6. INVESTIGATIONS & DIAGNOSIS

12-lead ECG is essential for diagnosis. Holter monitoring for intermittent episodes. Electrophysiology study for complex cases. Criteria: Narrow QRS (AVNRT/AVRT) vs. wide QRS with delta waves (preexcited tachycardia).

ECG Findings in PSVT

Tachycardia Type QRS Width P Wave Morphology Delta Waves
AVNRT Narrow Retrograde Absent
AVRT Narrow or Wide Retrograde Present in preexcited cases
Preexcited Tachycardia Wide Retrograde Present

6.1 Diagnostic Criteria

Narrow QRS tachycardia with retrograde P waves (AVNRT). Wide QRS with delta waves (preexcited tachycardia).

6.2 Imaging

Echocardiogram to exclude structural heart disease (e.g., Ebstein’s anomaly, hypertrophic cardiomyopathy).

7. MANAGEMENT & TREATMENT

Acute management: Adenosine (6–12 mg IV), vagal maneuvers (Valsalva, carotid sinus). Chronic therapy: Beta-blockers, calcium channel blockers, or flecainide. Catheter ablation is curative for recurrent cases. Avoid AV nodal blockers in preexcited AF.
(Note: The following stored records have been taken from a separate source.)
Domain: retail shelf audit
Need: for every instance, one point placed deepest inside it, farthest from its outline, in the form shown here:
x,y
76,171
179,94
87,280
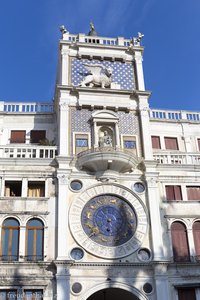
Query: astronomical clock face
x,y
108,221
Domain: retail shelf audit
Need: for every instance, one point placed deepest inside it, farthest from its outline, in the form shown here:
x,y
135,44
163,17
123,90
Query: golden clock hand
x,y
94,231
88,214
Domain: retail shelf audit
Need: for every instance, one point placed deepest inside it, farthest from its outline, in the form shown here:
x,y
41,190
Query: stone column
x,y
161,282
22,243
63,129
96,137
191,239
63,283
62,215
154,211
145,127
117,135
64,68
24,187
139,71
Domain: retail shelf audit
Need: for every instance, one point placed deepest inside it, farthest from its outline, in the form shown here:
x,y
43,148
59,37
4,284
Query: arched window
x,y
180,242
34,239
196,235
10,239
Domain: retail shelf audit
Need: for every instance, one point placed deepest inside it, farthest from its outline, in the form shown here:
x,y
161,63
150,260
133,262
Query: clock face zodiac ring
x,y
108,220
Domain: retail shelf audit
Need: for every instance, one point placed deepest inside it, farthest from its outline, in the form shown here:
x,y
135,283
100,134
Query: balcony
x,y
107,158
175,158
28,151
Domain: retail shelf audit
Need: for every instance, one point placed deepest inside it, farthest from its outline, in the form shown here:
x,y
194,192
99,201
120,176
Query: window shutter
x,y
198,141
18,136
193,192
196,235
37,135
169,192
171,143
173,192
186,294
179,242
155,142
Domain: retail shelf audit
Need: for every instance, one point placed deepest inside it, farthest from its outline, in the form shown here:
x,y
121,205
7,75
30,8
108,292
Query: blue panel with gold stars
x,y
123,73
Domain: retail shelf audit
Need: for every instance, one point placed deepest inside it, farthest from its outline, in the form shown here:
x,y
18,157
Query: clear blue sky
x,y
29,31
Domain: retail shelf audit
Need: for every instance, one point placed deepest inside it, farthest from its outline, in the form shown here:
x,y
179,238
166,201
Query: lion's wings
x,y
94,69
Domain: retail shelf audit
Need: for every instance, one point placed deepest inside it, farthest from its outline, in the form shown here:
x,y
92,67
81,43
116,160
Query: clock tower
x,y
106,177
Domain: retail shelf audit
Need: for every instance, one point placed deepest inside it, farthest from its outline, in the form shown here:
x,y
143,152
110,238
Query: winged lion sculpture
x,y
99,76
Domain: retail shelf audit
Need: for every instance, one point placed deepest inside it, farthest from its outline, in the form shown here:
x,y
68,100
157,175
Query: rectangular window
x,y
18,136
193,192
173,192
129,143
155,142
33,294
171,143
8,294
81,143
186,294
13,188
37,135
36,189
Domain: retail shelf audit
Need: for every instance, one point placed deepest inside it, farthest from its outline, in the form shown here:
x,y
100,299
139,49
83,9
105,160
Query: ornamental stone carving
x,y
98,76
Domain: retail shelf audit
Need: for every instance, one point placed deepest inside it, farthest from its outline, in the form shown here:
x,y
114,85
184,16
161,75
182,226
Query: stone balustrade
x,y
82,38
26,151
26,107
177,158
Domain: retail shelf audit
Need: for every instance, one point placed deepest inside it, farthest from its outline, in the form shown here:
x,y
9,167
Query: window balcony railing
x,y
26,107
34,258
185,259
175,158
9,258
27,151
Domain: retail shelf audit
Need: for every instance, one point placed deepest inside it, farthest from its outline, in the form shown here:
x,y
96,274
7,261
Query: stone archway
x,y
113,293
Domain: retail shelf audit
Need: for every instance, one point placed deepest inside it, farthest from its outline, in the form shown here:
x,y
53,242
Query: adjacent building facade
x,y
99,194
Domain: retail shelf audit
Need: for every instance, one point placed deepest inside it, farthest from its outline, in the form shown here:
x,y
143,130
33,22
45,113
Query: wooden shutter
x,y
37,135
18,136
173,192
198,141
171,143
179,242
186,294
155,142
196,235
193,192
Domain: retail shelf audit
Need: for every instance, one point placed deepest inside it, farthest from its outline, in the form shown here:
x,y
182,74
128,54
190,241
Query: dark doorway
x,y
113,293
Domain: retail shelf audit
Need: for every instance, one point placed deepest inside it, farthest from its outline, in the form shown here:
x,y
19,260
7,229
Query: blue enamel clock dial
x,y
109,220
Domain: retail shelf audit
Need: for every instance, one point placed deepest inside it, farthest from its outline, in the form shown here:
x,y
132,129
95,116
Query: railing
x,y
103,150
82,38
185,259
177,158
9,258
174,115
27,151
23,107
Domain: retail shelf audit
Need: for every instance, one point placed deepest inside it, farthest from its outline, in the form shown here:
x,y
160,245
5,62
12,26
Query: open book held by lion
x,y
99,76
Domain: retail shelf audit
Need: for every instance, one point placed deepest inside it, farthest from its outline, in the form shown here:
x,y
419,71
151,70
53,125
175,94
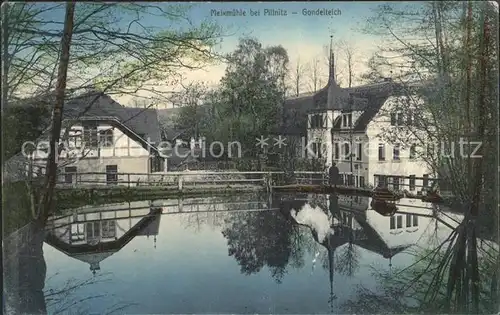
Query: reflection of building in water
x,y
92,236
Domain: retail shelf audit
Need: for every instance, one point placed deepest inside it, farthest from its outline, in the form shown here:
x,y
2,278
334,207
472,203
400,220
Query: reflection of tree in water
x,y
258,239
458,276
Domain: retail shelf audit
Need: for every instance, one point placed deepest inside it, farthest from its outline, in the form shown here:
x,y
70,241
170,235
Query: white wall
x,y
323,134
402,167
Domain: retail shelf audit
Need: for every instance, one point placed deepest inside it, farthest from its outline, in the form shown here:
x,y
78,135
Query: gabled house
x,y
105,137
344,126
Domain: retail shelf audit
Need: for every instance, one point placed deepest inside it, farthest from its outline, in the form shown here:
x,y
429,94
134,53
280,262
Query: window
x,y
400,119
395,183
397,119
317,121
396,152
430,150
111,174
412,182
425,180
75,138
155,164
346,150
399,221
93,230
108,229
69,172
381,152
317,150
106,138
90,136
360,152
413,151
380,181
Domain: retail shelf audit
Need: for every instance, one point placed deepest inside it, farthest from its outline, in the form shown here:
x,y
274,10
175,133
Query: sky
x,y
304,36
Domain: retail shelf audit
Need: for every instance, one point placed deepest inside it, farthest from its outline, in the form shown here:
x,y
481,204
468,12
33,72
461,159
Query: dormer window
x,y
397,119
347,120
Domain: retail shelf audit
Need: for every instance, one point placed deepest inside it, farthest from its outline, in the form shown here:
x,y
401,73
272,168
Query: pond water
x,y
246,254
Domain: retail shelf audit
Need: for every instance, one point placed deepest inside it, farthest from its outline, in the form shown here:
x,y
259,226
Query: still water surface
x,y
299,254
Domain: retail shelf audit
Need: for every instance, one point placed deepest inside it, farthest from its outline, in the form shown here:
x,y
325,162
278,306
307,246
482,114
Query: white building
x,y
105,138
344,125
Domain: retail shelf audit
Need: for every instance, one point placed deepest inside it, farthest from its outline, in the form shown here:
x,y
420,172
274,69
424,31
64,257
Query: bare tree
x,y
50,180
297,77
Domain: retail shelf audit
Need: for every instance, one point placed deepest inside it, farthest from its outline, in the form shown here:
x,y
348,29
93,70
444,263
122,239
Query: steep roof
x,y
367,98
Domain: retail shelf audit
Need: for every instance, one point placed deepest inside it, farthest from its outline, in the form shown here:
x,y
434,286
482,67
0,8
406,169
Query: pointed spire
x,y
331,75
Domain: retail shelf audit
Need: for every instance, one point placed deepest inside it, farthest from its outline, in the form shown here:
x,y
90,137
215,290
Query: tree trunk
x,y
51,168
482,120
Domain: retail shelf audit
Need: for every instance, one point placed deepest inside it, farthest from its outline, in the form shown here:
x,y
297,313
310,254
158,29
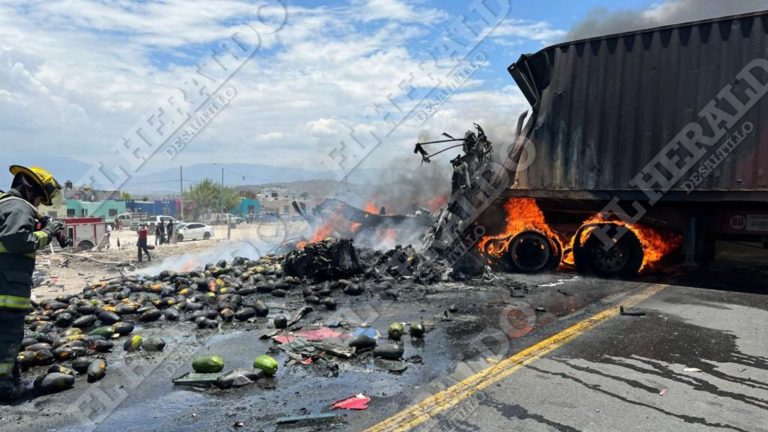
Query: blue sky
x,y
77,75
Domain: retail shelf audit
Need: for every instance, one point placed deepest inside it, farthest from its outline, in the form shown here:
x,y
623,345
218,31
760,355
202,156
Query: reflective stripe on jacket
x,y
18,243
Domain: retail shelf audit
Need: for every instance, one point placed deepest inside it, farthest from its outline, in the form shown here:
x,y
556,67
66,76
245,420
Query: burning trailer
x,y
641,147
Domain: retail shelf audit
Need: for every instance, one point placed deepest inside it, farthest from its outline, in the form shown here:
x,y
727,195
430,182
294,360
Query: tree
x,y
207,194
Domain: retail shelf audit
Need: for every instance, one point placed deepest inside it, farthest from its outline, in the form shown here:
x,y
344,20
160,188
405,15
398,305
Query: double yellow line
x,y
432,406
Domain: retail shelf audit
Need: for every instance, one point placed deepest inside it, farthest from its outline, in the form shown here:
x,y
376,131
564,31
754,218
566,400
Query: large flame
x,y
522,214
656,244
337,226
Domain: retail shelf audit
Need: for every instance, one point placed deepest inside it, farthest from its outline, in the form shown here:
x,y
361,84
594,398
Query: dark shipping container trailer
x,y
669,120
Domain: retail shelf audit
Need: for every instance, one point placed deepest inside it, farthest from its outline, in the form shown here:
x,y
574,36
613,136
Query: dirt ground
x,y
65,272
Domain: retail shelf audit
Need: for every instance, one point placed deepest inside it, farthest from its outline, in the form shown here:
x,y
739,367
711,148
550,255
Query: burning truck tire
x,y
532,252
623,259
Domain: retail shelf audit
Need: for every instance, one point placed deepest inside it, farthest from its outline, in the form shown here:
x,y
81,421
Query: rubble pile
x,y
73,334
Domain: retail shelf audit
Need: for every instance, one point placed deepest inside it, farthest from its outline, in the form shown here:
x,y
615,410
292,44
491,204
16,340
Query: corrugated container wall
x,y
604,107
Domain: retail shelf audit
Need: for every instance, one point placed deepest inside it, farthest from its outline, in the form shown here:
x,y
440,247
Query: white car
x,y
194,231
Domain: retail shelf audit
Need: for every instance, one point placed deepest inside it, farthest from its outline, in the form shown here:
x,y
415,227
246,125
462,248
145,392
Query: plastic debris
x,y
357,402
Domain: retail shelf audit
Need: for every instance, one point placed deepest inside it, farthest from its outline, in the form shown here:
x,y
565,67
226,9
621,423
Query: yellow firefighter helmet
x,y
42,178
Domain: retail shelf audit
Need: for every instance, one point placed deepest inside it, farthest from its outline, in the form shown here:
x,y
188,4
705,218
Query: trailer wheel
x,y
85,245
533,252
623,259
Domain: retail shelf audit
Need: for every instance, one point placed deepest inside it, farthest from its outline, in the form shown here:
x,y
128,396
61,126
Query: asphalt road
x,y
697,360
613,372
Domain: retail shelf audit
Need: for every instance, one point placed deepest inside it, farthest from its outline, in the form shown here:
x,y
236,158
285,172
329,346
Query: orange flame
x,y
370,207
523,214
656,244
434,204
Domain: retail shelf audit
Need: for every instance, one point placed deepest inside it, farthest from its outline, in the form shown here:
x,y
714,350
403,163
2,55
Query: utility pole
x,y
181,190
221,197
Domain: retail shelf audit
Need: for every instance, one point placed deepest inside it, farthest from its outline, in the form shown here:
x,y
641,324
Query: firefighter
x,y
19,239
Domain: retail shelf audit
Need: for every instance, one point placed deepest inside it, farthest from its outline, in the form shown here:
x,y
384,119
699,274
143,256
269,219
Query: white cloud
x,y
270,136
515,31
76,84
323,127
397,10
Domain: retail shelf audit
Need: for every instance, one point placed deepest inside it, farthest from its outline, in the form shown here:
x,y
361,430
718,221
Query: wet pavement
x,y
626,374
698,360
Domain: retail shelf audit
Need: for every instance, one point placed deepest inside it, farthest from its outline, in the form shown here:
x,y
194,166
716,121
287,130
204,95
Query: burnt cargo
x,y
603,108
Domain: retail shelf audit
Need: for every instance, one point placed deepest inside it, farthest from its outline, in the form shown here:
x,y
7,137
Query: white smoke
x,y
601,22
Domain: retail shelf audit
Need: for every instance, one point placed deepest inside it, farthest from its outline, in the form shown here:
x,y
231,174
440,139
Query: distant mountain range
x,y
167,181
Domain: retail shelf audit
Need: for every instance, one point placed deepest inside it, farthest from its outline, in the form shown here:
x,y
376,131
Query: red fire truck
x,y
86,232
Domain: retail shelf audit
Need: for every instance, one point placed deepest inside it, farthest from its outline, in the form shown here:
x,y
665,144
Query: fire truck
x,y
86,232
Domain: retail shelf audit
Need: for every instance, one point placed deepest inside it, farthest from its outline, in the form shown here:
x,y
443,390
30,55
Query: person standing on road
x,y
142,244
19,240
169,232
159,234
108,234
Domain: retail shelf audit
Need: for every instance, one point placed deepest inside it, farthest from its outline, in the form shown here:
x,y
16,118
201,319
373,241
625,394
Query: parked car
x,y
194,231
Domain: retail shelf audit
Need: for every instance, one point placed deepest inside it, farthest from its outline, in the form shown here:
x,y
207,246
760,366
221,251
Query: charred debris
x,y
81,334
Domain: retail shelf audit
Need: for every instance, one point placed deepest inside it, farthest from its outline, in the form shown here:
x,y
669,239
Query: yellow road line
x,y
430,407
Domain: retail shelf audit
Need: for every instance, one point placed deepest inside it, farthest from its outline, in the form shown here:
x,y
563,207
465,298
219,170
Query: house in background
x,y
107,209
248,206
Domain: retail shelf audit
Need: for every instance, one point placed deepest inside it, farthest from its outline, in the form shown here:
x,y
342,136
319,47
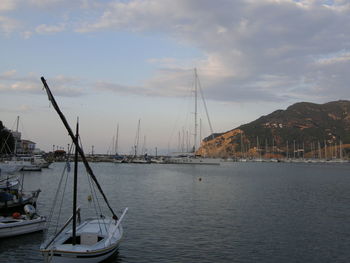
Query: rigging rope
x,y
76,142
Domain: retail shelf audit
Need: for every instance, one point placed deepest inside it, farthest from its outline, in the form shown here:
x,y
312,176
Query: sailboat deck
x,y
92,235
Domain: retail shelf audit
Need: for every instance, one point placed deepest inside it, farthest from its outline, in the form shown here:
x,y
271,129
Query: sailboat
x,y
13,198
91,240
192,158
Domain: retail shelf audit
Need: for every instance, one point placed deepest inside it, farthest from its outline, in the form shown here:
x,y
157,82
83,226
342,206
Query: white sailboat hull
x,y
20,227
74,257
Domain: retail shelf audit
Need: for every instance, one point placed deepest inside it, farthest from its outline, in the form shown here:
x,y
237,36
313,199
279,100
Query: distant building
x,y
27,146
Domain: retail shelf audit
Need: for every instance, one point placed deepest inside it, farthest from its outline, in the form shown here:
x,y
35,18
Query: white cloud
x,y
255,50
49,29
26,34
8,25
7,5
252,50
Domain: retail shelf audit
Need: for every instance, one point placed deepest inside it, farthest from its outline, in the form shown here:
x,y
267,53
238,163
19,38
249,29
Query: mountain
x,y
311,129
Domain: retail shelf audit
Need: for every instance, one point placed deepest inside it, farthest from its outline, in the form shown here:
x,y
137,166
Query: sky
x,y
115,62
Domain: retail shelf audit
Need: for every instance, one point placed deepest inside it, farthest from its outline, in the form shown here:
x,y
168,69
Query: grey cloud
x,y
251,39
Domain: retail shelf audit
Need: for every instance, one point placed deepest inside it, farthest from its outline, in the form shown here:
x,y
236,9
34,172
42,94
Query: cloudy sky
x,y
119,61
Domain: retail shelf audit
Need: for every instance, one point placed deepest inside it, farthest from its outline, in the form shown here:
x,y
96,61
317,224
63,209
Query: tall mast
x,y
116,140
75,186
195,110
75,141
17,122
137,139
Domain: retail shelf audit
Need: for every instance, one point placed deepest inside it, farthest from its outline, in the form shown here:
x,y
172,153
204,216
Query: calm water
x,y
238,212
Acute Management Algorithm for PSVT

Step Action Indication
1 Adenosine (6–12 mg IV) Narrow QRS PSVT
2 Vagal maneuvers Attempt to terminate tachycardia
3 Cardioversion Unstable patient (hypotension, syncope)
4 Avoid AV nodal blockers Preexcited AF with APs

7.1 Acute Treatment Algorithm

  1. Adenosine (6 mg IV) for narrow QRS PSVT. 2. Vagal maneuvers if ineffective. 3. Cardioversion for unstable patients. 4. Avoid AV nodal blockers in preexcited AF.

7.2 Chronic Therapy

Beta-blockers (e.g., metoprolol), calcium channel blockers (diltiazem, verapamil), or flecainide for prophylaxis. Catheter ablation for recurrent episodes.

8. PROGNOSIS & COMPLICATIONS

AVNRT is generally benign but may cause symptoms. Preexcited AF with APs <250 ms R-R intervals has 2 per 1000 patient-year risk of sudden death. Tachycardia-induced cardiomyopathy may occur with prolonged episodes.

8.1 Complications

Sudden cardiac death in preexcited AF, tachycardia-induced cardiomyopathy, and AV block after ablation.

8.2 Long-Term Outcomes

Catheter ablation is curative in >95% of cases. Mortality is low for AVNRT but higher in preexcited AF with high-risk APs.

9. SPECIAL CONSIDERATIONS

Pregnancy: Avoid AV nodal blockers; consider ablation. Pediatrics: JET is common in children post-congenital heart surgery. Elderly: Monitor for hemodynamic instability. WPW in children has higher sudden death risk (~2 per 1000 patient-years).

9.1 Pregnancy

Avoid AV nodal blockers; use beta-blockers cautiously. Consider ablation if symptoms persist.

9.2 Pediatrics

JET is common in children post-congenital heart surgery. Preexcited AF with APs <250 ms R-R intervals has higher sudden death risk.

10. KEY POINTS & CLINICAL PEARLS

  1. Adenosine is first-line for narrow QRS PSVT. 2. Catheter ablation is curative for AVNRT and preexcited tachycardias. 3. Avoid AV nodal blockers in preexcited AF. 4. Preexcited AF with APs <250 ms R-R intervals has high sudden death risk. 5. JET is common in children post-congenital heart surgery.